Opinion
Les chèvres et les moutons : des alliés oubliés contre les incendies de forêt ?

Moutons sur une colline à Aussois, en France, le 13 juin 2025.
Photo: DANIEL PERRON/Hans Lucas/AFP via Getty Images
En août 2025, alors que les feux de forêt ravagent des régions entières du globe, de la Californie à la Méditerranée, une solution ancestrale refait surface : l’utilisation de chèvres et de moutons pour prévenir la prolifération des incendies.
Ces herbivores, avec leur appétit vorace pour les broussailles et les herbes sèches, pourraient réduire les combustibles qui alimentent les flammes dévastatrices.
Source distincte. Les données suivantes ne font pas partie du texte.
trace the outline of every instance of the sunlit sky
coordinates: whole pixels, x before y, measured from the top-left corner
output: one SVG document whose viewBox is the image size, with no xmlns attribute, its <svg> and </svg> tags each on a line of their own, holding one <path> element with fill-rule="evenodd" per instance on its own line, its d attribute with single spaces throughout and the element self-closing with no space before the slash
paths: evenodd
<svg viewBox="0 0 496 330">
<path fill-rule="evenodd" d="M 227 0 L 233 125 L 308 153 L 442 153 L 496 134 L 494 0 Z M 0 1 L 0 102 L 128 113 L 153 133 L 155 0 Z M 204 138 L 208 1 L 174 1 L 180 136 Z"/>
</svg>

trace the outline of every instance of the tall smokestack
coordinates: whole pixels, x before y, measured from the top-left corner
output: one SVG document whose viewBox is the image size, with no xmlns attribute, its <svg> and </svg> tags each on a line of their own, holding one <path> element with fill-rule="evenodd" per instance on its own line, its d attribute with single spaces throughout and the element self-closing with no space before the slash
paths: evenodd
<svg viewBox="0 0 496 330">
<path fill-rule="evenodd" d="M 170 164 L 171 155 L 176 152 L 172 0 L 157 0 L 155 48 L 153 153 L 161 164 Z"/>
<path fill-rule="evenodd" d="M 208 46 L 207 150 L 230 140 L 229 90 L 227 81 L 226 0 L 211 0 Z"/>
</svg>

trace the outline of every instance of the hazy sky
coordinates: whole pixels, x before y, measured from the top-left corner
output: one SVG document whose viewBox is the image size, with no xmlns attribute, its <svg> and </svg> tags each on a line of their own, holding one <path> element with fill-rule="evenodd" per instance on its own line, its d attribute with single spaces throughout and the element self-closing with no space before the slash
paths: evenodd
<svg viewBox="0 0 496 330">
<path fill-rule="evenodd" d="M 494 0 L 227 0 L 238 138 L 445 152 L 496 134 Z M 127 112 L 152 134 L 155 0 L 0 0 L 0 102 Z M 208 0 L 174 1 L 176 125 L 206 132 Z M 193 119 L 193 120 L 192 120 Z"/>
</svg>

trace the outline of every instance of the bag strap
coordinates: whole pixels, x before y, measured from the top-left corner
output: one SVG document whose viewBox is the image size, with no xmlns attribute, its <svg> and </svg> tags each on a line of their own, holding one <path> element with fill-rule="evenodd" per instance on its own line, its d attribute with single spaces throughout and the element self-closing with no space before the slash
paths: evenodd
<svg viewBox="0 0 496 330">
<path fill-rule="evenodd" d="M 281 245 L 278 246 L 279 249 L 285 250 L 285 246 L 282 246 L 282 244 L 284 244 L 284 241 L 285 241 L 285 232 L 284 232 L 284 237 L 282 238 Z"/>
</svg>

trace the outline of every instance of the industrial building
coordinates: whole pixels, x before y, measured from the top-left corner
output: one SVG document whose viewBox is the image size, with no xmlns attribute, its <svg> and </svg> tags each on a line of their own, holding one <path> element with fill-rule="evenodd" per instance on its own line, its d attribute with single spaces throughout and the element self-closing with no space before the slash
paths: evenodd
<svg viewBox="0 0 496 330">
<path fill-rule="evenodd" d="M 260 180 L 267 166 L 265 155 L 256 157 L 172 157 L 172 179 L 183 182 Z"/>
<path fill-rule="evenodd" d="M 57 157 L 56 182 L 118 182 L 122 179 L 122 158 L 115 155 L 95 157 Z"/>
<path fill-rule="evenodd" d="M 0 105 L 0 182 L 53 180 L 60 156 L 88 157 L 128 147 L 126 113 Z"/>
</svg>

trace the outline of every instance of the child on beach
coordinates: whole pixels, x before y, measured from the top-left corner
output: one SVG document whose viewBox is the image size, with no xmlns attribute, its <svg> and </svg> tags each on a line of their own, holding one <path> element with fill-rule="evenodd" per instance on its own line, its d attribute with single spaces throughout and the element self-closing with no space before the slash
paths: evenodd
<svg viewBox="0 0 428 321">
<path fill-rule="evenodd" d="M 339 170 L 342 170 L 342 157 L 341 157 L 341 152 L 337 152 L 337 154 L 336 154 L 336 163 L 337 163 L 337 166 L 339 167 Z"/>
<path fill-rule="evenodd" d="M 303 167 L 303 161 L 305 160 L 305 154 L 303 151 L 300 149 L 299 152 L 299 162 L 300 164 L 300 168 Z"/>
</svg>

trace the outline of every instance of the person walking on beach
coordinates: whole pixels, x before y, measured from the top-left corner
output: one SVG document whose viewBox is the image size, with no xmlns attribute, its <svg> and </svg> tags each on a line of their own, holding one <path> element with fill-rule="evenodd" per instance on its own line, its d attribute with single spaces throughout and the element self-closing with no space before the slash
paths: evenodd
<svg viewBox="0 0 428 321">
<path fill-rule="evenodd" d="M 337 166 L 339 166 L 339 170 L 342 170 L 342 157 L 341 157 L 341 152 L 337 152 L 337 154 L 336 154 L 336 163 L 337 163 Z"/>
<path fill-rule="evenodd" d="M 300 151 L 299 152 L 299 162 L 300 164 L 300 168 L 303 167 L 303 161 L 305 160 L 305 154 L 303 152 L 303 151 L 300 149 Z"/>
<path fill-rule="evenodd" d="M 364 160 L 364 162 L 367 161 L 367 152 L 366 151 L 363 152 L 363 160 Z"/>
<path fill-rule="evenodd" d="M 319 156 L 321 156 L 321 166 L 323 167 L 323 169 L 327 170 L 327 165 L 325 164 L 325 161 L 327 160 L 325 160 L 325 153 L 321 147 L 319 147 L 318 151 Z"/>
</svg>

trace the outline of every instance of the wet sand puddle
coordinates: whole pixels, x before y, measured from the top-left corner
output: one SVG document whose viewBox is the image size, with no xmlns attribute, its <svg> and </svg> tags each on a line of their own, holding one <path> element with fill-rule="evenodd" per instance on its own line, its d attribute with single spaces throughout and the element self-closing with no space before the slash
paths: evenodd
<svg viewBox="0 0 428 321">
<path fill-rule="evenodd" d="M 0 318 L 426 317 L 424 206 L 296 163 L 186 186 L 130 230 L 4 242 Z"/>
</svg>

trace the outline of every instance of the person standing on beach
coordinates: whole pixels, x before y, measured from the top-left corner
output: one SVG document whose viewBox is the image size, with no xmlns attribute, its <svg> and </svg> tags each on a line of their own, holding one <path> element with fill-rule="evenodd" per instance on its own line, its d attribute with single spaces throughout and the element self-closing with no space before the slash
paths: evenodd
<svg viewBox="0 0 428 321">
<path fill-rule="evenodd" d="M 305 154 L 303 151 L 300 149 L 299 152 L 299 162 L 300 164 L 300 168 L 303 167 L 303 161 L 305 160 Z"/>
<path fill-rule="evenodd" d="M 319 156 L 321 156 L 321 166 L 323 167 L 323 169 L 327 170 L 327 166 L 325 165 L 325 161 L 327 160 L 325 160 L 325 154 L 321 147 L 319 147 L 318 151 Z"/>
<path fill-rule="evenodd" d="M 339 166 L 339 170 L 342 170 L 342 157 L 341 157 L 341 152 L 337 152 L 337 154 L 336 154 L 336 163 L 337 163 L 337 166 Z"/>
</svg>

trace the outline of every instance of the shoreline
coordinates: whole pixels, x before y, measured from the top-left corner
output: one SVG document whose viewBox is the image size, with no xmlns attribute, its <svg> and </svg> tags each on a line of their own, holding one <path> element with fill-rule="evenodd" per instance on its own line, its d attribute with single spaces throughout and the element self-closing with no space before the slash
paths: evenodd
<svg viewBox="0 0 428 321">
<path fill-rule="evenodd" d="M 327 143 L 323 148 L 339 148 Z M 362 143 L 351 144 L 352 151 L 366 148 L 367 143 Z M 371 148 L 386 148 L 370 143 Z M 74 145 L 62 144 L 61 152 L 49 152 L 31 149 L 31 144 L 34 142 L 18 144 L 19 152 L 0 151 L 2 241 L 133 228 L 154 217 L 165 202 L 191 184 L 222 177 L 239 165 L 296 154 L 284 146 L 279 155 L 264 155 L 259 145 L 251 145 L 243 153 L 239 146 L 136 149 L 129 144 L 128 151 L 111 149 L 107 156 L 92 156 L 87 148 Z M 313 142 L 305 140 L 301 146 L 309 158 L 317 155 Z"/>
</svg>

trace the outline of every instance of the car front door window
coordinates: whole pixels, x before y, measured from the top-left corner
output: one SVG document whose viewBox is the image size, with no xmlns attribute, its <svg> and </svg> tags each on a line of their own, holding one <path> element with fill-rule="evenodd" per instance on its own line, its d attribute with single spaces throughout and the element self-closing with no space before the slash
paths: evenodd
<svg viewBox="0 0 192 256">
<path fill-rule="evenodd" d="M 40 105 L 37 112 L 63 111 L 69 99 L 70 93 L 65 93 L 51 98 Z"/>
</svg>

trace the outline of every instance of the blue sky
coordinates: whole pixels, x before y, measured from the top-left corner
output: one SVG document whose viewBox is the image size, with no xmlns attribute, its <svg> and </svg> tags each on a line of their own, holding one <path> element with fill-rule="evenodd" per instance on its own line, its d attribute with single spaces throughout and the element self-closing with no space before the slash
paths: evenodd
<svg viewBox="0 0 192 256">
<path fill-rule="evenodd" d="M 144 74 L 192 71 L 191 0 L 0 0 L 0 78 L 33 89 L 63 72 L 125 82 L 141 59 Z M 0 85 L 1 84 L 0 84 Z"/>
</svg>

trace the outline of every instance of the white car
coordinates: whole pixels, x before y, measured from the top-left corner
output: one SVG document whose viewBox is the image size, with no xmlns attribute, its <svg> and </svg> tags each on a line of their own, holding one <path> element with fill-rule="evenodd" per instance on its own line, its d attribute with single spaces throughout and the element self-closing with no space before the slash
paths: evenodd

Pourtant, malgré des preuves scientifiques et des succès locaux, des politiques écologistes ont souvent entravé cette pratique. Pourquoi ? Entre protection de la biodiversité et craintes d’effets néfastes, ce débat révèle les tensions au cœur de la gestion environnementale moderne.
Comment fonctionne le pâturage ciblé ?
Le pâturage ciblé consiste à déployer des troupeaux de chèvres et de moutons dans des zones à risque pour consommer la végétation inflammable. Les chèvres, en particulier, sont des « brouteurs » efficaces : elles se dressent sur leurs pattes arrière pour atteindre les branches hautes, éliminant ainsi les « échelles à combustible » qui permettent aux feux de passer du sol aux cimes des arbres. Les moutons, quant à eux, se concentrent sur les herbes basses, réduisant les combustibles fins qui propagent rapidement les flammes.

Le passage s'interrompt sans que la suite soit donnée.